Your Turn: Mini-Project

Option A: Research the three largest GDPR fines issued since the period covered in this case study. For each, identify the company, the DPA, the amount, and the legal basis. Write a one-page analysis of whether these fines represent an escalation in enforcement or a continuation of existing patterns.

Option B: Select one non-EU country that has enacted data protection legislation influenced by the GDPR. Compare the two frameworks on three dimensions of your choice. Write a two-page analysis of where the non-EU law follows the GDPR model and where it diverges, and assess whether the divergences are justified by local context.

Option C: Download and read the cookie consent interface of five popular websites. Document the design choices each makes: How easy is it to reject cookies? Are dark patterns present? What information is provided? Write a one-page assessment of whether these interfaces achieve the GDPR's goal of informed consent.

References

  • European Data Protection Board. GDPR First Five Years — Overview of Enforcement Actions. Brussels, 2023.
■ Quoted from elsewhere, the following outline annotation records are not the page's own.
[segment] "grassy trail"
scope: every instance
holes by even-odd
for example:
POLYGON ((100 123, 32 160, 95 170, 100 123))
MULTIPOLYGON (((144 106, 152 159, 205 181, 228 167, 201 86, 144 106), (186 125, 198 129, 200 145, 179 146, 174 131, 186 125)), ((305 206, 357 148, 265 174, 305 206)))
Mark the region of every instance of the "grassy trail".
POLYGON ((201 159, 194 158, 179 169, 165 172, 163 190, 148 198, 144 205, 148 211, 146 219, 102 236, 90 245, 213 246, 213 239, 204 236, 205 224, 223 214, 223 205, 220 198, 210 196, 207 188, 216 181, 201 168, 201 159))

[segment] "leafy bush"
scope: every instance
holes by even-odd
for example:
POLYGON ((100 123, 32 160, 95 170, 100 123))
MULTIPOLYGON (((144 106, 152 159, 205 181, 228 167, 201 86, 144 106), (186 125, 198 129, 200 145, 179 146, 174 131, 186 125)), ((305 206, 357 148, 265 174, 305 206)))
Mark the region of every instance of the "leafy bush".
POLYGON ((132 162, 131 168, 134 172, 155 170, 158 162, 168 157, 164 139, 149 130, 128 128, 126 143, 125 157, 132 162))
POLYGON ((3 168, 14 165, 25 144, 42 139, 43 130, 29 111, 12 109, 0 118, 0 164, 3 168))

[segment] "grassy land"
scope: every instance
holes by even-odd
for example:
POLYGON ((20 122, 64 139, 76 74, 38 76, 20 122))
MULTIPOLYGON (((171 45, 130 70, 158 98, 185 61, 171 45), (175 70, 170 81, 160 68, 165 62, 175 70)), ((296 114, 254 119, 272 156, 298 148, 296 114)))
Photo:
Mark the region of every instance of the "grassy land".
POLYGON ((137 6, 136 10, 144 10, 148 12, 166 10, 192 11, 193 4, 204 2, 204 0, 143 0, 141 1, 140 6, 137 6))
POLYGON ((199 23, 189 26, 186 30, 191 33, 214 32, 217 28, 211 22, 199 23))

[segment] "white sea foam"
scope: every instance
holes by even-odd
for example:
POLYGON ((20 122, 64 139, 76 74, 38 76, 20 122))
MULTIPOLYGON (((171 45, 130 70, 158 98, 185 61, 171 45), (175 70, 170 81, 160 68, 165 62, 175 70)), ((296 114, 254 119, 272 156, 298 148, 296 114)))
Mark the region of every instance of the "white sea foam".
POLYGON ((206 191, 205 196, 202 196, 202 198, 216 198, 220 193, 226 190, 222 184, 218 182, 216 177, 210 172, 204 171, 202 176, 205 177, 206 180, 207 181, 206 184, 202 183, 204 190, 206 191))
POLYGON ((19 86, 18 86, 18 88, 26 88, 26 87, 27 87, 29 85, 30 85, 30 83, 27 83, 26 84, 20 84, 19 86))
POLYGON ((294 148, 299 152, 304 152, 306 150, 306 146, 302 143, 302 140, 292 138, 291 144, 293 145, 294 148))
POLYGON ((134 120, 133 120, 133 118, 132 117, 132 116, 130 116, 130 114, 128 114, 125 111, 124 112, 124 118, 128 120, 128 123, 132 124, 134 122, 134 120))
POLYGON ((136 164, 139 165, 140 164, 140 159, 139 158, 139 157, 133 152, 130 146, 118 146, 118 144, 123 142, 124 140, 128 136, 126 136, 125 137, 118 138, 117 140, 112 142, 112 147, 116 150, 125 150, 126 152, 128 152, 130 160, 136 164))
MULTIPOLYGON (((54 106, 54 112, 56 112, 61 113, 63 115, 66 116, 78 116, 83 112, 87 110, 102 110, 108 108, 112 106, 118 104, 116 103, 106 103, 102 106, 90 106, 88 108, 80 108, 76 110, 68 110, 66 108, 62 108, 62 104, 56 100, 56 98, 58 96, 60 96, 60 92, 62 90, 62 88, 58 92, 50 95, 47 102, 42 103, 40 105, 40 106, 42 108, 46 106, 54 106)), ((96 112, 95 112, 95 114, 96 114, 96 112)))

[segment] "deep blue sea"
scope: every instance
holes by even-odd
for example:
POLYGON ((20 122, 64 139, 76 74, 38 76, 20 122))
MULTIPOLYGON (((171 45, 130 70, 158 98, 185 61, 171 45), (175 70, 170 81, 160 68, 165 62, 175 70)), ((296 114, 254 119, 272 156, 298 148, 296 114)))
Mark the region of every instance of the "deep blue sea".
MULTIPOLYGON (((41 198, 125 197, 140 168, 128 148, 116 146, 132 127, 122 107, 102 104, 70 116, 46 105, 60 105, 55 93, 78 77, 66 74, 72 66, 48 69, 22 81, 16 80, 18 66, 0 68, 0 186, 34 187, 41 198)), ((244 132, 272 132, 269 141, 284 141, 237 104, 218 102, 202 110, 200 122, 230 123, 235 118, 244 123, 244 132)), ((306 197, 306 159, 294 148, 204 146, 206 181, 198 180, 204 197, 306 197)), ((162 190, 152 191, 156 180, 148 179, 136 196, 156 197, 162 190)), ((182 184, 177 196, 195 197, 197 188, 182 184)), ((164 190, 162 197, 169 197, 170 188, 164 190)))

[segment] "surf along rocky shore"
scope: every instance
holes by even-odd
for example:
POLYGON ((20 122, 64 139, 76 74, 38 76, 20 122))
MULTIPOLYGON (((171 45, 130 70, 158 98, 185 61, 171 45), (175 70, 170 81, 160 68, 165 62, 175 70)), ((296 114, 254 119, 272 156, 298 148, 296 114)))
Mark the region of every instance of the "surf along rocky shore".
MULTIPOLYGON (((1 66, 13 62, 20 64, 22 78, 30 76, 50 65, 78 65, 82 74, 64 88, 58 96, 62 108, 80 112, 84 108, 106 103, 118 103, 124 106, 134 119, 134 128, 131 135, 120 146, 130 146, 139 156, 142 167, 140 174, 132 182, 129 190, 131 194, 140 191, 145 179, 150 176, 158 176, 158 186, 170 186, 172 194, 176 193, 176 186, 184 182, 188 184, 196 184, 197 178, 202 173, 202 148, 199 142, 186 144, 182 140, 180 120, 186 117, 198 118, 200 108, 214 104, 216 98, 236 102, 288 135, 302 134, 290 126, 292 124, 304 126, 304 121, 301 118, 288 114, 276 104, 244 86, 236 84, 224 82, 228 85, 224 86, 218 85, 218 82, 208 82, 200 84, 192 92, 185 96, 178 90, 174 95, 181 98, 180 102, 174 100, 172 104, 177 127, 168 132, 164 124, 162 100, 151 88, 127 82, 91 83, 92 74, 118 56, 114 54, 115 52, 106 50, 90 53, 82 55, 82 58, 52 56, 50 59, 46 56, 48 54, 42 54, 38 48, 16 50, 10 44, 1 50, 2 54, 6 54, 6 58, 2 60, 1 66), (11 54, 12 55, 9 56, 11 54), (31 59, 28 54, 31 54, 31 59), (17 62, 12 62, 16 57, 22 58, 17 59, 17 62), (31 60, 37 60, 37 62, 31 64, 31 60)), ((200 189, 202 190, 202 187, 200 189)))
  • Satariano, Adam. "Europe's Privacy Law Has Been a Buzzkill for Some, Boon for Others." The New York Times, May 24, 2023.

  • Bradford, Anu. The Brussels Effect: How the European Union Rules the World. New York: Oxford University Press, 2020.

  • Enforcement Tracker (CMS). https://www.enforcementtracker.com — a publicly accessible database tracking all reported GDPR fines.

  • Noyb (None of Your Business). "Pay or Okay: Noyb Files Complaint Against Meta's 'Privacy Fee.'" Press release, 2023.

  • Irish Data Protection Commission. Annual Report 2022. Dublin, 2023.

  • Custers, Bart, et al. "Consent and Privacy in the Age of GDPR." European Data Protection Law Review 5, no. 3 (2019): 345–362.